Still leaves a bad taste in my mouth (you can't have two on the same element,
for example. unless you can whitespace-separate them? and still, what if your
value contains a colon?), but I guess less so.

------
artificialidiot
At least it doesn't look actively harmful to what we already have.

------
thenerdfiles
Who cares ? Templates are JSON data anyway, in well-established meta-media
domains: [http://schema.org/AssessAction](http://schema.org/AssessAction)

All you end up arguing for is how well your Text Editor implements things like
git or LightTable watches over text objects.

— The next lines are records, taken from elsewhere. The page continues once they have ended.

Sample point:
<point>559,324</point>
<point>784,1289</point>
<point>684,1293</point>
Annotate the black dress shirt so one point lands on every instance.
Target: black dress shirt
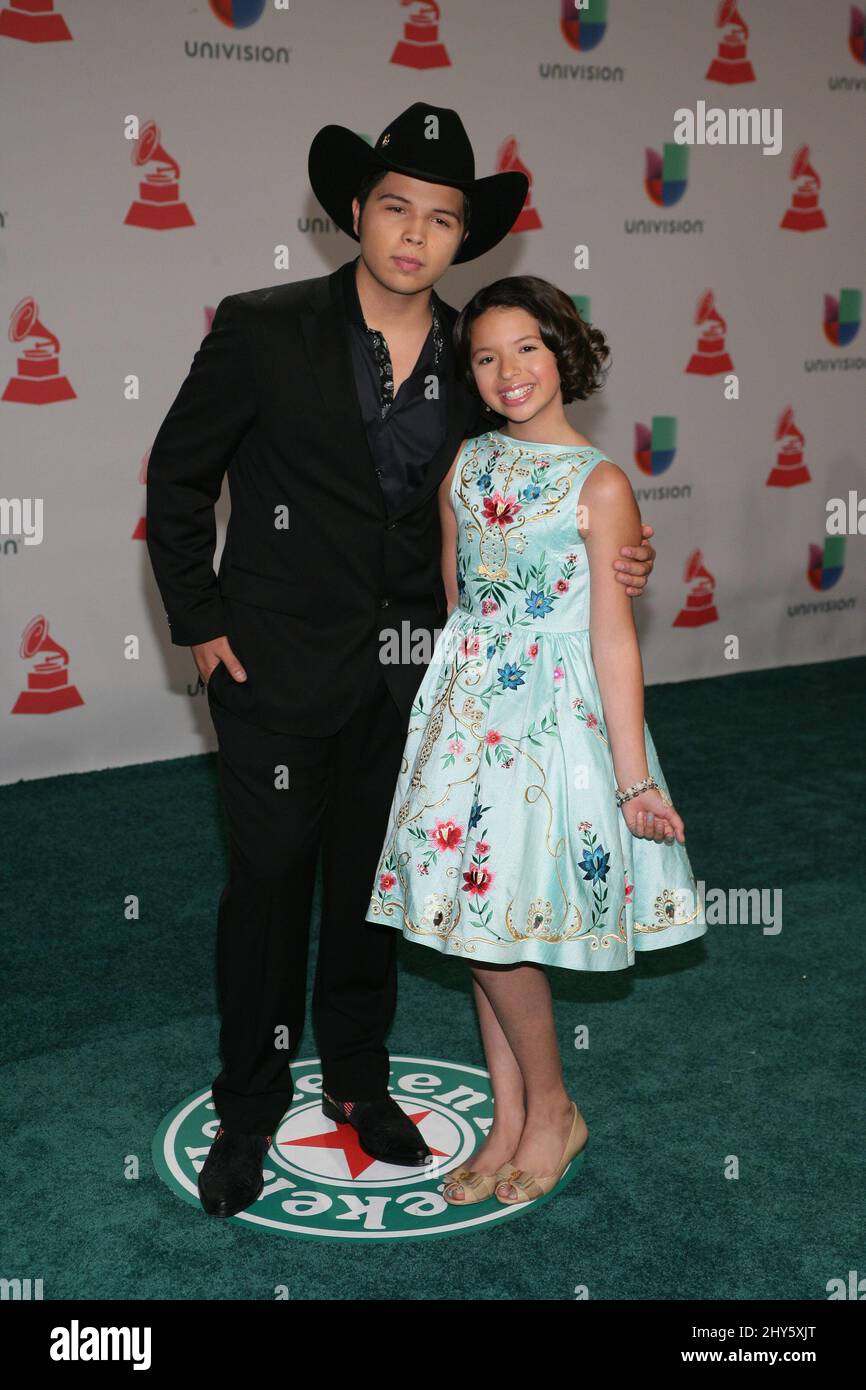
<point>403,432</point>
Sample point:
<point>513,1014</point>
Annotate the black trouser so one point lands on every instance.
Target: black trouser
<point>339,791</point>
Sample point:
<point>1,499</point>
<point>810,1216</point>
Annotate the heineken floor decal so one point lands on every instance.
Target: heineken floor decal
<point>319,1182</point>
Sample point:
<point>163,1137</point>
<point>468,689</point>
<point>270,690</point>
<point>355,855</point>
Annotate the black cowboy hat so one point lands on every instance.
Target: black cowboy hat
<point>339,159</point>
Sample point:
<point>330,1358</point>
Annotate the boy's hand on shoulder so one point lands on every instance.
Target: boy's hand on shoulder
<point>649,818</point>
<point>635,565</point>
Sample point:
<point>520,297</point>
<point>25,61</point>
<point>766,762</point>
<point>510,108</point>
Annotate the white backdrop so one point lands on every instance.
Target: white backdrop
<point>89,677</point>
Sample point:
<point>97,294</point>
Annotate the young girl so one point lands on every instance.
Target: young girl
<point>531,823</point>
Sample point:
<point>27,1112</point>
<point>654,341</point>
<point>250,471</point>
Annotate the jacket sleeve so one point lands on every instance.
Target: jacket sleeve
<point>189,458</point>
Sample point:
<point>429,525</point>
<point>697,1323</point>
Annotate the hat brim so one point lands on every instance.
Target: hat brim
<point>339,159</point>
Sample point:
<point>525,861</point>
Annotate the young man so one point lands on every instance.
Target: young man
<point>334,406</point>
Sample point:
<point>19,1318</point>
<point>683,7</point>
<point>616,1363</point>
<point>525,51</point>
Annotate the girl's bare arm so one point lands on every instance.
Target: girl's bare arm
<point>613,520</point>
<point>448,524</point>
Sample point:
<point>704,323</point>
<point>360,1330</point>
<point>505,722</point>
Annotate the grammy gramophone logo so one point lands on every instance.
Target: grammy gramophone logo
<point>35,21</point>
<point>509,159</point>
<point>731,63</point>
<point>805,213</point>
<point>159,205</point>
<point>856,32</point>
<point>711,355</point>
<point>420,46</point>
<point>699,605</point>
<point>47,683</point>
<point>790,469</point>
<point>38,380</point>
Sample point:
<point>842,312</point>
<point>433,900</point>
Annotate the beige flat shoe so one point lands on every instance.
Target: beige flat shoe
<point>477,1187</point>
<point>528,1187</point>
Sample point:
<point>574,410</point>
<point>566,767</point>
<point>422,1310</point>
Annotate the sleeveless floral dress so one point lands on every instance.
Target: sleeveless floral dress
<point>505,841</point>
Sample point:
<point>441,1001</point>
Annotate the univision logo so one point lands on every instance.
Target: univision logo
<point>319,1183</point>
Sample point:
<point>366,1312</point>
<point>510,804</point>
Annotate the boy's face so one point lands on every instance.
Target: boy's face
<point>410,231</point>
<point>515,371</point>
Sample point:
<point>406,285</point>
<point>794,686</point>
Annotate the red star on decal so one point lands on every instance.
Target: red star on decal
<point>346,1137</point>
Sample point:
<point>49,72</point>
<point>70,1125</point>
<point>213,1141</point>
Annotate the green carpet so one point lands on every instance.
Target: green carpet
<point>740,1044</point>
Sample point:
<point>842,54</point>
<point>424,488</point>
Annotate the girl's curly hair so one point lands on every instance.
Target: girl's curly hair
<point>581,350</point>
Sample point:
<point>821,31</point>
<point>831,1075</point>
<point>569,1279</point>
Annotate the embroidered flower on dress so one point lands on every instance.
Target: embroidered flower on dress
<point>477,880</point>
<point>499,510</point>
<point>540,603</point>
<point>510,676</point>
<point>446,834</point>
<point>595,863</point>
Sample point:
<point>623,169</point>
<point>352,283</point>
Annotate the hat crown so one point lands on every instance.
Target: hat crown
<point>430,139</point>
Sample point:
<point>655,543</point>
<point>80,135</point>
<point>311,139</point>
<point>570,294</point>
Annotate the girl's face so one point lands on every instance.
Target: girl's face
<point>513,370</point>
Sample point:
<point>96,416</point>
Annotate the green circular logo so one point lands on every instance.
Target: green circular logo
<point>320,1183</point>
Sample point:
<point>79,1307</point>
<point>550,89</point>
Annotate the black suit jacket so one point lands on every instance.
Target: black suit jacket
<point>313,569</point>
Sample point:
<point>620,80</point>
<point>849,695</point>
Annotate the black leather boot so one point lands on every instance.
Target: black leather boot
<point>384,1129</point>
<point>231,1178</point>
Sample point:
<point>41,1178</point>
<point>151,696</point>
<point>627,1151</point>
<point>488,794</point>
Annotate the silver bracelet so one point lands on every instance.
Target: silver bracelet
<point>648,784</point>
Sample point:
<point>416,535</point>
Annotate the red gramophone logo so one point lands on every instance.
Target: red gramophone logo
<point>47,683</point>
<point>159,205</point>
<point>711,356</point>
<point>38,381</point>
<point>790,467</point>
<point>420,45</point>
<point>509,159</point>
<point>699,606</point>
<point>32,21</point>
<point>805,213</point>
<point>731,63</point>
<point>856,28</point>
<point>141,531</point>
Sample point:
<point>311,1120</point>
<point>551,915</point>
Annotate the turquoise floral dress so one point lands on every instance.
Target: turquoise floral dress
<point>505,841</point>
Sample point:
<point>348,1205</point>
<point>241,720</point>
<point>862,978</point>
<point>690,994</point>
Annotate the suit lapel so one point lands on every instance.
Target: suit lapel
<point>325,338</point>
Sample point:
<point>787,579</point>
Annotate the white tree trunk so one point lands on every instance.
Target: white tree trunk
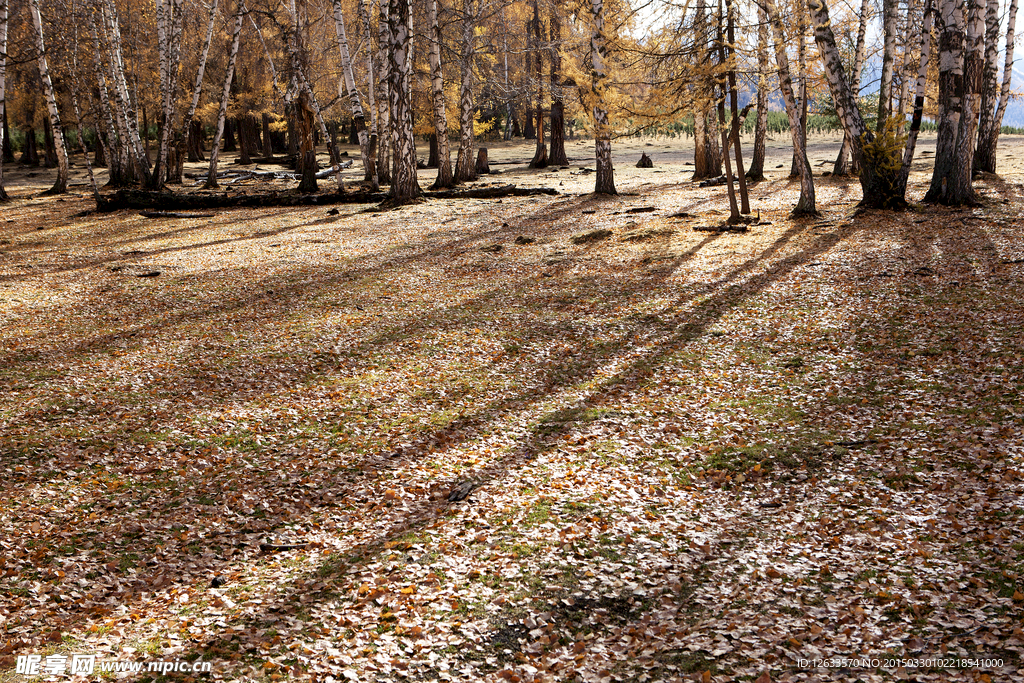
<point>182,137</point>
<point>605,183</point>
<point>984,159</point>
<point>119,157</point>
<point>920,90</point>
<point>404,184</point>
<point>225,96</point>
<point>888,58</point>
<point>384,147</point>
<point>126,111</point>
<point>60,184</point>
<point>465,168</point>
<point>4,12</point>
<point>807,202</point>
<point>444,176</point>
<point>951,32</point>
<point>961,189</point>
<point>346,88</point>
<point>912,33</point>
<point>842,166</point>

Sublime text, for example, only gives a deprecated Skeumorph of the microwave
when in Find/Replace mode. Compare this to vim/Fuf,Unite, the fact that in
this eco system one also discovers Gundo, grep, etc. easily pluggable within
this system. Don't do any of it __at__ compilation, so who wholly cares? (Holy
C, anyone?)

Vim enables enhanced Python (mocka chaining permutations of tags, WebObjects)
development along with things things like Zen Coding and haml linters, which
do we decide; does it matter today, tomorrow? And what have you learn'd in the
meantime ?

I for one welcome our COBOL Overlords: [https://github.com/eevee/project-
euler/blob/master/heteroglo...](https://github.com/eevee/project-
euler/blob/master/heteroglot/015.cob)